Die Freiwillige Feuerwehr Reichenbach bekommt nicht ihr Wunsch-Fahrzeug, einen Gerätewagen Logistik 1. Der Stadtrat entschied sich gegen den Antrag der Feuerwehr und verwies auf das bestehende Feuerwehrfahrzeugkonzept der Stadt Münnerstadt.
Im Fahrzeugkonzept ist der Kauf eines Mannschaftstransportwagens vorgesehen. Jetzt hatte die Reichenbacher Feuerwehrleitung ein für sie attraktives Angebot für ein gebrauchtes Logistikfahrzeug aufgetan, wie es dies in dieser Ausstattung in den Münnerstädter Wehren noch nicht gibt. Die Wehr erklärte sich bereit, mit dem Logistik-Fahrzeug Ernstfall-Transporte für andere Wehren zu übernehmen. Die Sache sei mit dem Kreisbrandrat abgesprochen. Dessen positive Stellungnahme verlas 2. Bürgermeister Andreas Trägner. Die Feuerwehr Reichenbach hatte dazu einen gebrauchten Gerätewagen Baujahr 2009 oder 2010 in Aussicht, erläuterte Kommandant Manuel Gessner. Die Kosten wurden auf ca. 34 000 Euro geschätzt.

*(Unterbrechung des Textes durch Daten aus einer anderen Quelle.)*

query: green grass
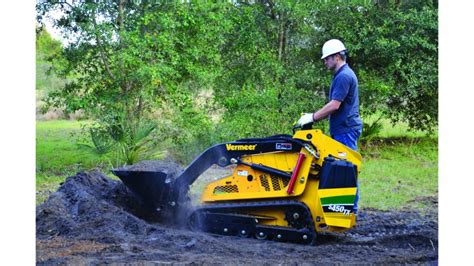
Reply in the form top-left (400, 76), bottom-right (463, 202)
top-left (359, 137), bottom-right (438, 211)
top-left (36, 120), bottom-right (107, 203)
top-left (36, 121), bottom-right (438, 210)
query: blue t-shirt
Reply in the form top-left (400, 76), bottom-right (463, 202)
top-left (329, 64), bottom-right (362, 136)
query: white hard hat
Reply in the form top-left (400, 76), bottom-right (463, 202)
top-left (321, 39), bottom-right (346, 59)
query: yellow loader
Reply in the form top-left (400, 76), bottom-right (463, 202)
top-left (112, 125), bottom-right (361, 244)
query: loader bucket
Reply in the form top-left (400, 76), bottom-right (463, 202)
top-left (112, 169), bottom-right (177, 211)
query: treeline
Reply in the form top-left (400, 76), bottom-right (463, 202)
top-left (37, 0), bottom-right (438, 163)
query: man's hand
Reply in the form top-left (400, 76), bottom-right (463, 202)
top-left (295, 113), bottom-right (314, 127)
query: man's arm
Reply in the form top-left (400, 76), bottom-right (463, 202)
top-left (313, 100), bottom-right (341, 122)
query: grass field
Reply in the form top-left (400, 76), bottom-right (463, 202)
top-left (36, 121), bottom-right (438, 210)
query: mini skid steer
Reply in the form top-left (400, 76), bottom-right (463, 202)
top-left (112, 125), bottom-right (361, 244)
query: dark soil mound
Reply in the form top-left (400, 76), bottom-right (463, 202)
top-left (36, 162), bottom-right (438, 264)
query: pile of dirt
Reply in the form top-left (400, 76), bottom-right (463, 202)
top-left (36, 162), bottom-right (438, 264)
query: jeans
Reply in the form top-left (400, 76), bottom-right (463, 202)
top-left (332, 129), bottom-right (362, 214)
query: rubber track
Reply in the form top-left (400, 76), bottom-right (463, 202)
top-left (189, 200), bottom-right (316, 245)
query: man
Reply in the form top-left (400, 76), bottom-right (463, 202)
top-left (296, 39), bottom-right (362, 213)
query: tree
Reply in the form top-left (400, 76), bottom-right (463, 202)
top-left (37, 0), bottom-right (232, 163)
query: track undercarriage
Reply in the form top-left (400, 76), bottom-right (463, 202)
top-left (113, 130), bottom-right (361, 244)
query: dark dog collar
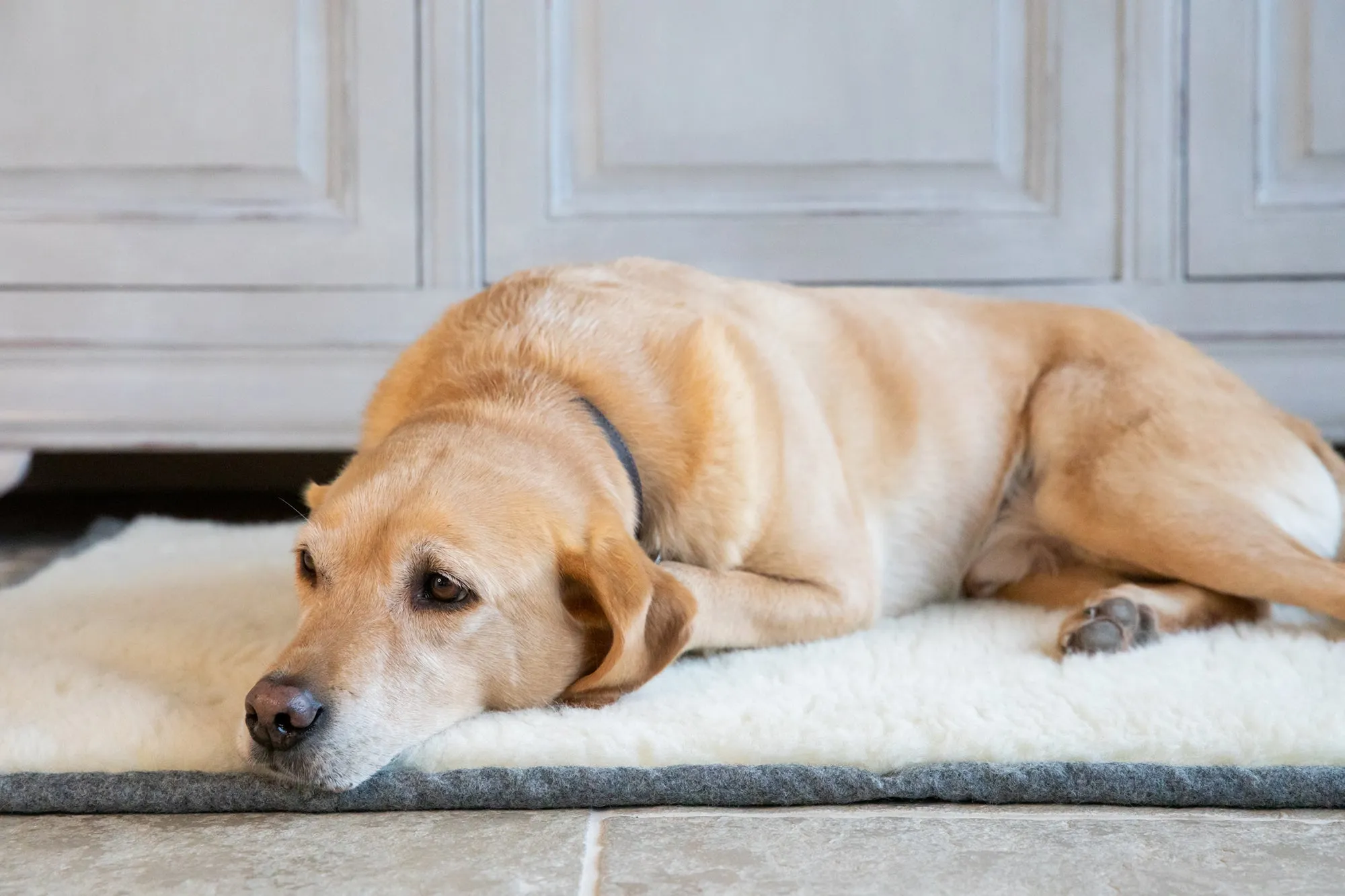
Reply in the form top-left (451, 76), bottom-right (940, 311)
top-left (574, 395), bottom-right (644, 541)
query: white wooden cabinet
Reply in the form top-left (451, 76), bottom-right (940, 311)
top-left (0, 0), bottom-right (1345, 479)
top-left (0, 0), bottom-right (418, 286)
top-left (484, 0), bottom-right (1120, 281)
top-left (1188, 0), bottom-right (1345, 277)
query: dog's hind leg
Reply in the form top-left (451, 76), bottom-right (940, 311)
top-left (995, 564), bottom-right (1266, 654)
top-left (1030, 354), bottom-right (1345, 619)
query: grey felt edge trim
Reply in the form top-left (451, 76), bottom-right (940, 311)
top-left (0, 763), bottom-right (1345, 814)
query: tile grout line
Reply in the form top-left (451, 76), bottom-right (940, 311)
top-left (578, 809), bottom-right (611, 896)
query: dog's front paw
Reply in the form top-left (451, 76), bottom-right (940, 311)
top-left (1060, 596), bottom-right (1158, 654)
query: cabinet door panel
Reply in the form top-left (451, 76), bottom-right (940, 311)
top-left (1188, 0), bottom-right (1345, 277)
top-left (0, 0), bottom-right (418, 285)
top-left (484, 0), bottom-right (1118, 281)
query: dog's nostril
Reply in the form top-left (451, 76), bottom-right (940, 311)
top-left (243, 678), bottom-right (323, 749)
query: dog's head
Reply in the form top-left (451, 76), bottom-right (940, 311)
top-left (241, 409), bottom-right (695, 790)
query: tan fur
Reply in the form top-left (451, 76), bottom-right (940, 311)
top-left (254, 259), bottom-right (1345, 787)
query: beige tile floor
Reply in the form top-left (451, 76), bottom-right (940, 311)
top-left (0, 805), bottom-right (1345, 895)
top-left (0, 527), bottom-right (1345, 896)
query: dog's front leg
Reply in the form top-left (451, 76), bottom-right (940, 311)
top-left (663, 563), bottom-right (878, 650)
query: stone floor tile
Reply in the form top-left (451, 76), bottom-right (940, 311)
top-left (0, 811), bottom-right (588, 896)
top-left (589, 807), bottom-right (1345, 896)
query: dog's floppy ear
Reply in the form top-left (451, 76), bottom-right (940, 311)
top-left (304, 482), bottom-right (331, 510)
top-left (560, 514), bottom-right (695, 706)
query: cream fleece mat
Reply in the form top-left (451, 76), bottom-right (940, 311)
top-left (0, 518), bottom-right (1345, 772)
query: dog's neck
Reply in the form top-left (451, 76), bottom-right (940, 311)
top-left (574, 395), bottom-right (644, 541)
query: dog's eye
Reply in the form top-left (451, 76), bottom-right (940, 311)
top-left (421, 573), bottom-right (472, 606)
top-left (299, 548), bottom-right (317, 581)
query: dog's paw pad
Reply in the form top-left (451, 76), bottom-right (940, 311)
top-left (1060, 598), bottom-right (1158, 654)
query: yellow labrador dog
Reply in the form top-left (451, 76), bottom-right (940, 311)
top-left (242, 259), bottom-right (1345, 790)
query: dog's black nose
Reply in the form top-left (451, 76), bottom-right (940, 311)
top-left (245, 678), bottom-right (323, 749)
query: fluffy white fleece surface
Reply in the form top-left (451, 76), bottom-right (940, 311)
top-left (0, 518), bottom-right (1345, 772)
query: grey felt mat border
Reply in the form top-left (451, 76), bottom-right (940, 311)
top-left (0, 763), bottom-right (1345, 814)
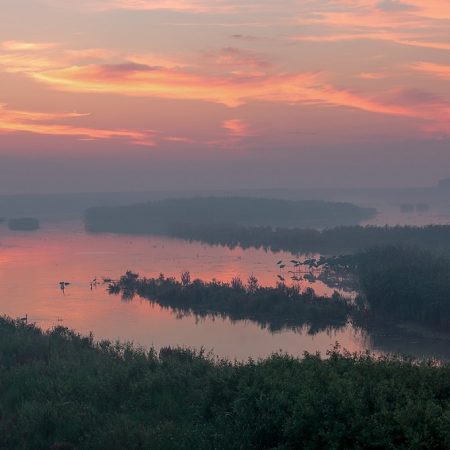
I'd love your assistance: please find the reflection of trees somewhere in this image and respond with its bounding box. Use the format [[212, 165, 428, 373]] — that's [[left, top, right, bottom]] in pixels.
[[108, 272, 353, 334]]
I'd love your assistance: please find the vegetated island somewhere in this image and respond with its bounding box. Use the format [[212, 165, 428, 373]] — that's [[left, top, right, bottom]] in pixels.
[[8, 217, 39, 231], [85, 197, 376, 233], [0, 318, 450, 450], [108, 246, 450, 334], [163, 224, 450, 255], [108, 271, 355, 334]]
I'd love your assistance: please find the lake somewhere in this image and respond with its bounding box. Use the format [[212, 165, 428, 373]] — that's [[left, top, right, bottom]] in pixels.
[[0, 221, 450, 360]]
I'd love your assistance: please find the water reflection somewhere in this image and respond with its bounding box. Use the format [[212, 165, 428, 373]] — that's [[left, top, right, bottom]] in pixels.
[[0, 222, 450, 359]]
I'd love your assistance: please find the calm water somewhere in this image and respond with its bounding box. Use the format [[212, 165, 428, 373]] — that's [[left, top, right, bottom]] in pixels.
[[0, 222, 450, 360]]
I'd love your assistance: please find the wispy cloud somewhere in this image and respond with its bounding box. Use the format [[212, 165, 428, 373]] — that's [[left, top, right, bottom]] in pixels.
[[0, 104, 156, 146], [410, 62, 450, 80], [222, 119, 254, 137]]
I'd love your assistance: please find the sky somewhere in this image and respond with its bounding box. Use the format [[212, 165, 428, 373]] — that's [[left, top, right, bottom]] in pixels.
[[0, 0, 450, 193]]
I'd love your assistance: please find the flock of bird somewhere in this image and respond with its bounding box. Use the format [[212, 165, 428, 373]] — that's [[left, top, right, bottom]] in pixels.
[[277, 256, 326, 283]]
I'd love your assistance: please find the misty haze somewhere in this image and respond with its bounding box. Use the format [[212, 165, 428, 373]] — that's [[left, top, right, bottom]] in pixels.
[[0, 0, 450, 450]]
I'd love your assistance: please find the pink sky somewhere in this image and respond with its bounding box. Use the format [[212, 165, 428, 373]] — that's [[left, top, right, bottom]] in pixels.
[[0, 0, 450, 192]]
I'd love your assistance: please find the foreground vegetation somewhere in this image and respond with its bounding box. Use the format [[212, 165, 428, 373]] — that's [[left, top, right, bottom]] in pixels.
[[8, 217, 39, 231], [0, 318, 450, 450], [108, 272, 354, 334], [163, 224, 450, 254], [86, 197, 376, 233]]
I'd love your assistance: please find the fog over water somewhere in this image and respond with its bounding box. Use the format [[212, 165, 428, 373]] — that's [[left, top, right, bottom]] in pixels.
[[0, 190, 450, 359]]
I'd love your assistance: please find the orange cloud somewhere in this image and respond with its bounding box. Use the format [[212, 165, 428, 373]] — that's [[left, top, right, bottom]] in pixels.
[[411, 62, 450, 80], [65, 0, 241, 13], [293, 0, 450, 50], [291, 33, 450, 50], [0, 104, 156, 146]]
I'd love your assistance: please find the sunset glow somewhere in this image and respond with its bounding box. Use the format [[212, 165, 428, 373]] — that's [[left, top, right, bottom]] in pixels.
[[0, 0, 450, 191]]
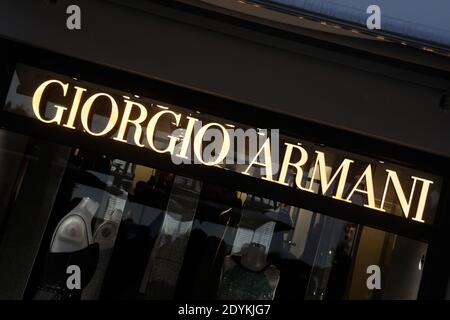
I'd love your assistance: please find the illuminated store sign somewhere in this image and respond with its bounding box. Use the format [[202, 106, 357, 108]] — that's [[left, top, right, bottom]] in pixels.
[[24, 79, 435, 223]]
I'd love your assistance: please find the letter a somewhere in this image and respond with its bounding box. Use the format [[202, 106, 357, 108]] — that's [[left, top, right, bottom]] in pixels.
[[366, 4, 381, 30], [66, 265, 81, 290], [66, 4, 81, 30], [366, 264, 381, 290]]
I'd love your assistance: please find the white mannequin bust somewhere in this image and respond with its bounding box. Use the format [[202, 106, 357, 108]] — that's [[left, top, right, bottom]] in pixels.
[[50, 197, 99, 252]]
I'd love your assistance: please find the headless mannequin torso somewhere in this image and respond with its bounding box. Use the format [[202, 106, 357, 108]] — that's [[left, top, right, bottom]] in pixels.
[[50, 197, 99, 252], [218, 243, 280, 300]]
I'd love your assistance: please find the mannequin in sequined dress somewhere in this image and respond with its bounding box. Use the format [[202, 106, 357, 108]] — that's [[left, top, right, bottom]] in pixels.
[[218, 243, 280, 300]]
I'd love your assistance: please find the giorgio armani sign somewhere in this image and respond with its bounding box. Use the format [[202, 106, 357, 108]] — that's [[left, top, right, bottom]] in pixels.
[[1, 66, 440, 223]]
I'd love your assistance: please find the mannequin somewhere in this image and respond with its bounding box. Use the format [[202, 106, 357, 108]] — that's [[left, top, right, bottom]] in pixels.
[[50, 197, 99, 252], [34, 197, 99, 300], [218, 243, 280, 300], [81, 209, 122, 300]]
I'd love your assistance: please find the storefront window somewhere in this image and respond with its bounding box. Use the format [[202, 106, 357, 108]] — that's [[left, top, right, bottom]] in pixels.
[[0, 130, 427, 300]]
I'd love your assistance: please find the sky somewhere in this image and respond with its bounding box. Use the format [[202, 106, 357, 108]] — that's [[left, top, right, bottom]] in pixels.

Der Stadtrat ließ sich von den Argumenten Gessners nicht überzeugen, zumal auch Kommandant Robert Müller von der Münnerstädter Wehr den Kauf kritisch sah. Es wäre unfair anderen Wehren gegenüber, für die ebenfalls ein Mannschaftstransportwagen im Konzept stehe. Müller betonte, dies ungern zu sagen, weil es eine sehr enge Kooperation mit der Reichenbacher Wehr gebe. Allerdings fand Müller, ein solcher Logistik-Gerätewagen sollte bei der Stützpunktwehr eingestellt sein. Für Münnerstadt steht dies auch im Fahrzeugkonzept. Ähnlich äußerte sich der Feuerwehrreferent des Stadtrates, Johannes Röß (CSU), während der Reichenbacher Ortsreferent Fabian Nöth sich für eine Änderung des Konzeptes aussprach. Drei Reichenbacher Stadträte stimmten für den Kauf des Fahrzeuges. Die restlichen Stadträte entschieden dagegen. Die Wehr soll wie geplant einen neuen Mannschaftstransportwagen erhalten.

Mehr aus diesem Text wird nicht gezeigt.